Der erste Serienmörder, der zum internationalen Medienstar wurde, war Jack the Ripper. Zeitungen in aller Welt berichteten im Herbst 1888 über die Mordserie im Londoner East End. Wer dieser Mann war, der fünf oder vielleicht sogar noch mehr Frauen mit einem Messer getötet und grausam zugerichtet hatte, ist bis heute nicht zweifelsfrei geklärt. Es gibt zahllose Theorien und Verdächtige, aber keinen überführten Täter. Ein schönes Hobby für Kriminologen aller Art, und auch die Fantasie von Autoren beflügelt dieser spektakuläre Fall immer wieder.

In der dreiteiligen Mini-Serie „Whitechapel“, die im Februar beim britischen Privatsender ITV ausgestrahlt wurde, taucht ein Nachahmungstäter des „Schlitzers“ auf. Regisseur S. J. Clarkson („Life on Mars“, „Heroes“) sowie die Autoren Ben Court und Caroline Ip bedienen sich des Ripper-Mythos und erzählen gleichzeitig eine neue Geschichte. Eine clevere Idee, die immerhin so weit erfolgreich war, dass ITV mittlerweile „Whitechapel II“ produziert, in dem es dasselbe Ermittlerteam erneut mit der Kopie eines berühmten Mordfalls zu tun bekommt. Arte zeigt heute die synchronisierte Fassung der ersten Staffel unter dem etwas umständlichen Titel „Jack the Ripper ist nicht zu fassen“, und zwar alle drei Teile am Stück: Ein niemals langweiliger, 140-minütiger Krimi-Ausflug ins London des 21. Jahrhunderts, wo Fremdenführer Touristen zu den schaurigen Orten der Ripper-Morde führen.

In der modernen Glitzerwelt der London City ist dagegen gerade Detective Inspector Chandler (Rupert Penry-Jones) angekommen, ein junger, redegewandter und mit besten Manieren ausgestatteter Absolvent der Polizeiakademie. Doch bevor DI Chandler vom Polizeipräsidenten die Karriereleiter weiter hochgeschubst wird, muss er sich bewähren – als Leiter der Ermittlungen bei einem Mordfall in Whitechapel. Das ihm unterstellte Team sei „ein wilder Haufen“, sagt der Präsident warnend. Die Polizisten trinken und fluchen, sind schlampig gekleidet und bewerfen sich im Büro mit Papierkugeln. Ihr Wortführer ist Detective Sergeant Miles (Philip Davis), der den unerfahrenen Chandler von Beginn an barsch auflaufen lässt. Immerhin kann es der neue Chef durchsetzen, dass sein Team wieder Krawatten trägt. Dazu bedarf es eines emotionalen Ausbruchs, der in dem Ausruf „Disziplin, Respekt, Deodorant!“ gipfelt. Vom Wahrheitsgehalt der Entgegnung von Sergeant Miles („So riechen richtige Polizisten!“) kann sich der Zuschauer glücklicherweise nicht überzeugen.

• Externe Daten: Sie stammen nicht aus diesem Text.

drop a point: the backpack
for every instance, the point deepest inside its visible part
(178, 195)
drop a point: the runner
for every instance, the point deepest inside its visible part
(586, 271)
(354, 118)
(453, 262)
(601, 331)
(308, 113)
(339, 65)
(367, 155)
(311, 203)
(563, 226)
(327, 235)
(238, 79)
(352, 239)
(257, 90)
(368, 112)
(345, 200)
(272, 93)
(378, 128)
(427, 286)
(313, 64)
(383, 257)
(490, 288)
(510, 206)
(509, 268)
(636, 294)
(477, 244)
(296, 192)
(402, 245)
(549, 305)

Die Spannungen unter den Polizisten nehmen schon deshalb nicht ab, weil es im Fall einer ermordeten Prostituierten nicht recht vorangeht. Als eine zweite Frau getötet wird, macht sie „Ripperologe“ Edward Buchan (Steve Pemberton) auf die Parallelen zu den Mordfällen im Jahr 1888 aufmerksam. Der Täter schlägt am gleichen Kalendertag und sogar an denselben Orten wie einst Jack the Ripper zu. Miles hält von „Ripperologen“ im Allgemeinen und der Theorie von einem späten Trittbrettfahrer im Besonderen gar nichts, doch der unsichere Chandler, der vergeblich im Handbuch der Mordermittlung nach der Lösung blättert, beginnt, Buchan ernst zu nehmen.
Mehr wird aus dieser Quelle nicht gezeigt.